I am sure you're right, given the amount of effort required just to explain why I don't believe in God to someone who does believe in God and retorts with "but why?" without ever seeing things from a non-believer's point of view. I've got it down to a fine art now because I don't try to persuade people that they are wrong. It destroys their argument completely if you argue that both sides are just as likely to be correct, because you are agreeing with them, and they can't prove it, and neither can you.
Does "brainwashing" children with religion diminish their bullshit detection system in later life too? Why is this specific to religion? Was I brainwashed with science?
I can't sift through the enormous stack of evidence for all aspects of science, there's a massive leap of faith required every time I push the switch that the room will light up. Another to assume that the sun will rise every morning. That leap gets easier every single time. You may call it faith; I call it acceptance.
I was brought up a Christian by a CofE vicar but as soon as I was taught the basics of science, the idea of God just didn't make any sense.
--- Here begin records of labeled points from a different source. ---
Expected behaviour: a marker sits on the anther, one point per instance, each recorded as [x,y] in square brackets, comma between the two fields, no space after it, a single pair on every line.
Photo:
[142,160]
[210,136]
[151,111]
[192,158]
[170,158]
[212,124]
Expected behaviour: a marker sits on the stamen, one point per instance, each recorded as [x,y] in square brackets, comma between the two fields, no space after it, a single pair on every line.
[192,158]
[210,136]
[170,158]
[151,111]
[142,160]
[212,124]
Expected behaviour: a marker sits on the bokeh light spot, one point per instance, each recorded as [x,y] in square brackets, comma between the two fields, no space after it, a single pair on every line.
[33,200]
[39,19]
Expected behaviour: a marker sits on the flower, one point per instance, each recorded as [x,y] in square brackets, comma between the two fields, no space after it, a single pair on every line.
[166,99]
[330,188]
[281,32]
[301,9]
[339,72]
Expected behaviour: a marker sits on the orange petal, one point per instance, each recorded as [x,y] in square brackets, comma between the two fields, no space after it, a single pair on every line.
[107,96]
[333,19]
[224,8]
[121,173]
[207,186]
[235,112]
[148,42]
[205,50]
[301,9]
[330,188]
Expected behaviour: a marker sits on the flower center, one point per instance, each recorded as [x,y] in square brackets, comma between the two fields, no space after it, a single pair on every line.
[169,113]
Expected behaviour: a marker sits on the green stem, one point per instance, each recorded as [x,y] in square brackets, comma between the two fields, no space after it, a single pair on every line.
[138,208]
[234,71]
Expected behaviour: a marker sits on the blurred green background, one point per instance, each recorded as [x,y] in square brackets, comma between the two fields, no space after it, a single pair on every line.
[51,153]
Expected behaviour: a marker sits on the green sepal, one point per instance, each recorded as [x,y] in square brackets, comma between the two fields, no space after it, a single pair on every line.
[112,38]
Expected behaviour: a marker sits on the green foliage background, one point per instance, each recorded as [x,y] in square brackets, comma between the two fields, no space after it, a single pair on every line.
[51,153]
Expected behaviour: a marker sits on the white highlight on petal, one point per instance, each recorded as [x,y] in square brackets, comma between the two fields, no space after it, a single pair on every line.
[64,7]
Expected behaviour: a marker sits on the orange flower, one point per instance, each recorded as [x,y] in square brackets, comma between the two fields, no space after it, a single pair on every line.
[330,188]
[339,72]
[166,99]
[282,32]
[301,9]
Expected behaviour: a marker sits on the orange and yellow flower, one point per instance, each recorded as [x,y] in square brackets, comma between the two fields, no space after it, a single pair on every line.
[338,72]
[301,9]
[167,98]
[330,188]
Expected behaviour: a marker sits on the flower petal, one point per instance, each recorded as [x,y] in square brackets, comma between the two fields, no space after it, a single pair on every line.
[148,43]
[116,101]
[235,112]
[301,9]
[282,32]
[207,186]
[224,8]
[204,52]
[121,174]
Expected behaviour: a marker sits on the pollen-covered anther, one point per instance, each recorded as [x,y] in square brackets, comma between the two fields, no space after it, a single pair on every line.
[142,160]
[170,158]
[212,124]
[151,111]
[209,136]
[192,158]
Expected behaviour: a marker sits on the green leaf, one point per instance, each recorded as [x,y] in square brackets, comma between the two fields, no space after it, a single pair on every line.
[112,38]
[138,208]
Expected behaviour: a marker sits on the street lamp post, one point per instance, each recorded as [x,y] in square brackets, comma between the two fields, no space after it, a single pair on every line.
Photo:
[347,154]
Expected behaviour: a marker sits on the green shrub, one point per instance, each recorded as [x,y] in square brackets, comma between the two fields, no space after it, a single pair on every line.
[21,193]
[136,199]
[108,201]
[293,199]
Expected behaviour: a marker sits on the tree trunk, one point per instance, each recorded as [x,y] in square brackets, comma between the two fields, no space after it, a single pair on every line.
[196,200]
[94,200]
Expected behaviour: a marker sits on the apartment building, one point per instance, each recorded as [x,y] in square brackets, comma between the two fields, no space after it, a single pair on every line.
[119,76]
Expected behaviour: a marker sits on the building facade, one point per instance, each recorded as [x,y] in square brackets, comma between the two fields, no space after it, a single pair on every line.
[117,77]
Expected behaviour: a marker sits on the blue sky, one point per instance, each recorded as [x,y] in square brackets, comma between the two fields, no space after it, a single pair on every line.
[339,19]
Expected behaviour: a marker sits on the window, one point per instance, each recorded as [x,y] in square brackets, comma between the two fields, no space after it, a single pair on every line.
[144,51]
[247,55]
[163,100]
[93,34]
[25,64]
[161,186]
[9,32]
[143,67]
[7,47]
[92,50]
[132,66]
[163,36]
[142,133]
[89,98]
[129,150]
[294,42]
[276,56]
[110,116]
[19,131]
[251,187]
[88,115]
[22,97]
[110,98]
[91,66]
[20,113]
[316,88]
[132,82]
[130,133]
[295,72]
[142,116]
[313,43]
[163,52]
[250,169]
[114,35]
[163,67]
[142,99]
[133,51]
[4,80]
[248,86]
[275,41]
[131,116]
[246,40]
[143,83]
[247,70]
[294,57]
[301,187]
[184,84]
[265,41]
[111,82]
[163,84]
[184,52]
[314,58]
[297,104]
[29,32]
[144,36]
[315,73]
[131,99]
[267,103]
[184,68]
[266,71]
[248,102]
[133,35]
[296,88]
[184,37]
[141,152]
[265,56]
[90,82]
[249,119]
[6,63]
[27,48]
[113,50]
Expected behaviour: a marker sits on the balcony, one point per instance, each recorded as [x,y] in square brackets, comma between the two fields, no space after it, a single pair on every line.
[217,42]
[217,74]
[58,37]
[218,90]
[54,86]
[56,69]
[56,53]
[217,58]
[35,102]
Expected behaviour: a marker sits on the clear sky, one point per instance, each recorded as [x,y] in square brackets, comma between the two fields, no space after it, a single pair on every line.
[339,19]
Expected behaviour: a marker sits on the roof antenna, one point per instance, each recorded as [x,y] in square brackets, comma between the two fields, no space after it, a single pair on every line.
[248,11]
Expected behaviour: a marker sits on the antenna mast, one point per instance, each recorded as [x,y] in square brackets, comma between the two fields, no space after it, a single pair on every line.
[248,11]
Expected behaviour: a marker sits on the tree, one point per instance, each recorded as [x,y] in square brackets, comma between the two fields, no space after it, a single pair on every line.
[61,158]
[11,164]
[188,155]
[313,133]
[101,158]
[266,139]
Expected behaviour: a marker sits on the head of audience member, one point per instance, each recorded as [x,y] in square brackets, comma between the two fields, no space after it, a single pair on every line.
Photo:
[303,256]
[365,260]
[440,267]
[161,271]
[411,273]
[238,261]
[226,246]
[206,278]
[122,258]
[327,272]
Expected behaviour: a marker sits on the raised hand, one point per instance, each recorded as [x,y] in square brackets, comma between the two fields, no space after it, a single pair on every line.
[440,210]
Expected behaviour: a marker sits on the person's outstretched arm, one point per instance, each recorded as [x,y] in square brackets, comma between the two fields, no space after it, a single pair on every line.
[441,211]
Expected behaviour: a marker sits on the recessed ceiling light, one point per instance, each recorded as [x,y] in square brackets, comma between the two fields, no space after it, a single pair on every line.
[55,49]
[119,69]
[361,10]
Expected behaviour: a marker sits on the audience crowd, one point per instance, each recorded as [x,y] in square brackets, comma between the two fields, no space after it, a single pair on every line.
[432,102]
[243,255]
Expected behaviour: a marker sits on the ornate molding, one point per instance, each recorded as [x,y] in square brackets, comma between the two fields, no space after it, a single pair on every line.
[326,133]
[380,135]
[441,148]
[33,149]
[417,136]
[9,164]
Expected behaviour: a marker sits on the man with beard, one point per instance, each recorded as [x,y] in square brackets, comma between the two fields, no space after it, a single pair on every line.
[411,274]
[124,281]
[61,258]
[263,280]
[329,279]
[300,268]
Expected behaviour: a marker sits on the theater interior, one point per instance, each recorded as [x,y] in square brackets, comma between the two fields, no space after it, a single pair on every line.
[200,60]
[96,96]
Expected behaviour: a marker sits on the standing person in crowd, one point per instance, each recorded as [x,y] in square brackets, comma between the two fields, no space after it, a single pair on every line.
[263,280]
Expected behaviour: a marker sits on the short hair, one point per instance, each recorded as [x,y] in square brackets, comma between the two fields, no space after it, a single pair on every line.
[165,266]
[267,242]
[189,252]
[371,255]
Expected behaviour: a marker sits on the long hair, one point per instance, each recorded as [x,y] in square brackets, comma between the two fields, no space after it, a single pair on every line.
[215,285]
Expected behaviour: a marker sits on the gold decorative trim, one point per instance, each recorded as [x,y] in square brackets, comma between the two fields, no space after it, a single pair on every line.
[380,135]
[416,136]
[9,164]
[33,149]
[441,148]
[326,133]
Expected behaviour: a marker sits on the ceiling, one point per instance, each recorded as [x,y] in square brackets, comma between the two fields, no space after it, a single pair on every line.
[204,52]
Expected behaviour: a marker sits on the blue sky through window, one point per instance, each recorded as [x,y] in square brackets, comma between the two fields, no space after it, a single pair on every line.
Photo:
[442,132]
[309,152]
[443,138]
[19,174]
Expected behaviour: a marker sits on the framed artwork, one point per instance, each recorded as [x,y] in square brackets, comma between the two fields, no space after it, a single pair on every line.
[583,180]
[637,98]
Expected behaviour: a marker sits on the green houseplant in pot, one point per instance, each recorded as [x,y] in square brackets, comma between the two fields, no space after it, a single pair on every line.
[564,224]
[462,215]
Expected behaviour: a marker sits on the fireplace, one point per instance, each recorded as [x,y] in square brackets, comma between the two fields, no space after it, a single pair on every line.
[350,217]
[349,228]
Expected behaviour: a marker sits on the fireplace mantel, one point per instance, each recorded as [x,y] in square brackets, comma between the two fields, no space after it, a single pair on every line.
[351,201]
Were my parents brainwashed or did they choose to believe in God based on their own experiences?
When I went to a Pathfinders camp aged 10 I had my first "religious experience". The power of collective worship cannot be explained by science.
When I was taught about other religions in RE, all of them made a lot of sense. But they were obviously just brought about by cultural differences. I would not have realised this if I hadn't been taught RE at school.
Children are perhaps not equally capable of detecting bullshit but it's more likely that some are more pliant than others and just don't care what the right answer is if it isn't precisely what they believe. It's like when kids start doing GCSEs and have to forget their previous understanding to be able to understand the correct model. And then they go on to A-Levels and have to forget their previous understanding to be able to understand the correct model. And then they go on to do a degree.... PhD.... etc. No model is ever perfect, it's just an explanation of how things work. Eventually you can't explain things in any more detail because you can't detect them. So... God did it!
Asking anti-scientists to use science to explain unscientific acts in the Bible is hilarious. Conversely, anyone can explain a scientific act in the Bible through religion.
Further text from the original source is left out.